I'm writing this message to list the main things you still don't get
about
graphic design:
1. Graphic design is not an optimization problem. That is why you are
utterly
unable to come up with a proper example. In this email you start talking
about graphic design, and then use the optimization of a gearbox (!) as
an
example...
2. Graphic design is a process. As a graphic design buyer, you don't pay
solely for the outcome: you pay for the outcome and for the process.
This
process includes the huge "wetware" database that is the experience(s)
of the
designer you are hiring. This is what ties this discussion with the
original
topic, as that is the reason why "historical aspects" are important in
design
education.
3. Very often graphic design is actually the result of consultancy type
of
relationship rather than the type of transaction that you seem to be
trying
to model here. This is a corollary of 2.
4. Very often the graphic design brief is an open text that is rewritten
with
the designer. This is also a corollary of 2. Any experienced graphic
designer
will tell you that they have on more than one occasion dissuaded
potential
clients to hire them for something that they saw was useless to the
client's
ultimate goals.
5. Most of the time, graphic designers do not take ownership of the
process.
85% of the 500 respondents to my survey on the creative process of
designers
say their creative process is to some extent collective. 30% say the
process
has input from a lot of people.
I would further argue that you could erase "Graphic" from the above
issues,
and the statements will still be true.
For the sake of brevity this ends here.
TGIF!
Have a nice weekend,
========================
Carlos Pires
On 2015-04-17 18:56, Terence Love wrote:
> Dear Gunnar, Ken and all,
>
> Using Transaction cost analysis is probably helpful.
>
> First though, I think it's worth listing the discourse path:
>
> I posed a question about design history and design studies. Carlos
> reacted
> and asked would I trust a graphic designer who hadn't heard of De
> Stijl.
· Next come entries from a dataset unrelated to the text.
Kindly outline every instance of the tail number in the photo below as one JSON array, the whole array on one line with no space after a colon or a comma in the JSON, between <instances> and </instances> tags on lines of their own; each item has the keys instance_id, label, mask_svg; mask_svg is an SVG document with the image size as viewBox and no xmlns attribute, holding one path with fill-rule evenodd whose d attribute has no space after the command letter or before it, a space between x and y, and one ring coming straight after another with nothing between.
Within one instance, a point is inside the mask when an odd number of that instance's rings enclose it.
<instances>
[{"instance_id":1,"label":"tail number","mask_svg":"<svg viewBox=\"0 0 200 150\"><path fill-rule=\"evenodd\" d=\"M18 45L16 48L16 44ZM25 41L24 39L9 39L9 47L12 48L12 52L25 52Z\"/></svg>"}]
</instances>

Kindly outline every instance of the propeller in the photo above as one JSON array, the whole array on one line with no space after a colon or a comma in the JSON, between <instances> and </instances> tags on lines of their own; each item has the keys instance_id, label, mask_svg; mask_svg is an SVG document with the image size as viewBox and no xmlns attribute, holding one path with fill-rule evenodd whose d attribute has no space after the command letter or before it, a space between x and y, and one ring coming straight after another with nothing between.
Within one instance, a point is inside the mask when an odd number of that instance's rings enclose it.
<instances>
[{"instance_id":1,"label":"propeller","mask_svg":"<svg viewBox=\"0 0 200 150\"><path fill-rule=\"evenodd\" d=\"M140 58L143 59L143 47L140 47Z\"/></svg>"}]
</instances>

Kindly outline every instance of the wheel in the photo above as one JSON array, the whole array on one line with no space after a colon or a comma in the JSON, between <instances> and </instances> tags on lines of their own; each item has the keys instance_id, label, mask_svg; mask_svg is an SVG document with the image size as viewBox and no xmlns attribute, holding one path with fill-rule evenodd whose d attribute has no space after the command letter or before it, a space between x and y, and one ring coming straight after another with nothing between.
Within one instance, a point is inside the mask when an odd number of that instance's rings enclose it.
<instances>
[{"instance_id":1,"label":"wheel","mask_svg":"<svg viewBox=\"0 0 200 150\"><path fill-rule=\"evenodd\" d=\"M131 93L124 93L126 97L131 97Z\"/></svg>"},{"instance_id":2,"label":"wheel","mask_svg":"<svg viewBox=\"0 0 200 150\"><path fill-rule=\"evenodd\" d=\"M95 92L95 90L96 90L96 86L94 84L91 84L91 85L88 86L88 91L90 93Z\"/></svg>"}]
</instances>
I
> commented that I paid graphic designers to achieve particular outcomes
> rather than to know about history, and a couple of emails later
> suggested of
> future design education needed to focus on designers' responsibility
> for
-- snip --
> Comparing two cases:
>
> 1. A business which is buying graphic design conventionally from
> outside designers who design according to qualitative brief rather than
> quantitative outcomes (i.e. we want a quieter gearbox, rather than the
> new
> gearbox has to result in a 6Db reduction in sound at the kerb at 55 mph
> compared to the existing.) Here I've used a mechanical example to avoid
> distraction of wrangling about a graphic design example.
> 2. Proposed change in which businesses buy graphic designs from
> designers who take responsibility for the designs they submit
> contributing
> appropriately to measurable design outcomes.